Лица монахов и послушников ясно выделялись среди лиц трудников — наших лиц; как бы ни были молоды и чисто выбриты наши лица, бородатые, заросшие лица монахов всё равно были чище и моложе. Ни разу мне не случилось угадать их возраст. Предположил, что Марк — мой ровесник (мне было тогда тридцать два), оказалось, Марку сорок пять. Отец Кондрат в свои семьдесят выглядел чуть старше пятидесяти. Словом, все, кто жил в монастыре более пяти лет, казались лет на десять-пятнадцать моложе своего возраста. Не было лиц угреватых, желтушных, серых; до зависти свежие молодые лица, только лишь заросшие длинными бородами.

Этот парадокс решился для меня довольно скоро, когда после послушания, мы ровно в 11.30 вошли в монашескую трапезную. Длинная, шагов в сто, с тремя рядами столов (один ряд для монахов и послушников, два других — для трудников и женщин; иерархия соблюдалась строго: женщины всегда последние, никогда первые, и не дай Бог слово мужчине поперек скажут — феминистки от такого тоталитаризма слюной бы подавились), высокие частые окна, стены и потолок расписаны сценами из Евангелия. В одном конце — вход на кухню и аквариумы с рыбками, в другом — кафедра, где монах во все время трапезы читал главы из Евангелия. Еда простая и по-особенному вкусная (как простая гречка без соусов и котлет могла быть такой вкусной, для меня до сих пор загадка; монахи отвечают просто: еда намолена). Стол прост, но разнообразен: два вида первого, два вида второго, салаты, творог, варенье, чай, молоко, компот и хлеб мягкий с хрустящей корочкой… Всё свое, всё монастырское.

Самым тяжелым послушанием считалась трапезная: накрыть столы на семьдесят монахов, столько же трудников, убрать со стола, накрыть столы для монахинь и матушек, помыть посуду, полы… Кто трудился в трапезной — к ним особое отношение — на помазывание, после монахов, они первые шли.

Это здесь, в миру, отравленные городом, часто бессмысленной, ради куска еды, работой, политической болтовней, семейными передрягами, едой из супермегамаркетов, люди стареют быстро. Точно подтверждая слова французского художника: "Ненавижу город — здесь люди убивают себя для того, чтобы жить".

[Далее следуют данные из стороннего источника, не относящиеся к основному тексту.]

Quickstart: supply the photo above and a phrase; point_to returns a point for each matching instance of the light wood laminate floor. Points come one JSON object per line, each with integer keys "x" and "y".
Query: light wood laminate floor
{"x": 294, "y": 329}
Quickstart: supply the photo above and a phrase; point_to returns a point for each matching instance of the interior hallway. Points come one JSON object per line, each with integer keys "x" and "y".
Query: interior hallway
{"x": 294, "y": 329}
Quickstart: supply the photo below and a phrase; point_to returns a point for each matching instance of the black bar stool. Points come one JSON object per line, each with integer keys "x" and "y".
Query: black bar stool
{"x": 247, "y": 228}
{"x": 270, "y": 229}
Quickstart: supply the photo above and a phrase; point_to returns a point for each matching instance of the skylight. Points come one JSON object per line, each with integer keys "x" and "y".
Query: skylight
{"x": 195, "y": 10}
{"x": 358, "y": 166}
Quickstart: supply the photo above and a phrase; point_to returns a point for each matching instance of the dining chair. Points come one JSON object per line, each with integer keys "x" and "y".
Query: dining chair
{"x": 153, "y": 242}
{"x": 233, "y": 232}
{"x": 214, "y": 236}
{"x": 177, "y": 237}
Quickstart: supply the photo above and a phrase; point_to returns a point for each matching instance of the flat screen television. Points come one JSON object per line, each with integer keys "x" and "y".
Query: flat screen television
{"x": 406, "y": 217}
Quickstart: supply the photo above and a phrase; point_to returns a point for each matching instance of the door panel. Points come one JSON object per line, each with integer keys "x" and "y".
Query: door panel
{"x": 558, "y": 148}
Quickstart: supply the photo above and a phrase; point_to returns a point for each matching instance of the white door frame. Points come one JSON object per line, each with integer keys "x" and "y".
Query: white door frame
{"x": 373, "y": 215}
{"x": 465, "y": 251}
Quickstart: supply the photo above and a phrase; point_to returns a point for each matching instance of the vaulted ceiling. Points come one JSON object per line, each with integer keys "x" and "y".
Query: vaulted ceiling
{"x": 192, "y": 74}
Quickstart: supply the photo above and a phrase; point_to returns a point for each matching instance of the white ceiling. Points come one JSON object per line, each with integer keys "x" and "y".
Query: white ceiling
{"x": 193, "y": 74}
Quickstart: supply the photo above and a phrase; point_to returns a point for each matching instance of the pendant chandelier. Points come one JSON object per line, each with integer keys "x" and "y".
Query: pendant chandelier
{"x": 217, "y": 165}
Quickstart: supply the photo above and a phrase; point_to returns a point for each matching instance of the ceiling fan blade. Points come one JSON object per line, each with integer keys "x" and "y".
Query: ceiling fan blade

Монах служит Богу. И жизнь его от того проста и незатейлива: молитва и послушание — и только — и вся его жизнь. Он не думает о том, где взять ему одежду, как не думает и тот, кто дает ему одежду, где взять ему еды. Каждый на своем месте, и каждый сыт и одет. Маленькое идеальное государство, созданное не митингами и забастовками, а молитвой и послушанием. Трудно в это поверить, тем более за стенами монастыря, глядя из окна переполненного озлобленного автобуса — сквозь это грязное окно всё видится грязным, особенно разжиревший поп-мироед, с трудом влезающий в свой "Лексус". Странно, но из чистого окна просфорни этот же поп, с трудом влезающий в свой "Лексус", выглядит, как и должно: больным диабетиком в свои сорок с трудом осиливающим и сотню шагов; жалко его, и хочется за него помолиться. Хотя в миру так и тянуло размазать его разжиревшую харю по лобовому стеклу… И не знал я до монастыря, что врагов действительно можно жалеть… Как-то не до этого было, о хлебе насущном все мысли, о социальной несправедливости, а тут еще эта харя… Словом, неспокойное какое-то это место — наш мир, искажает зрение, и сильно искажает.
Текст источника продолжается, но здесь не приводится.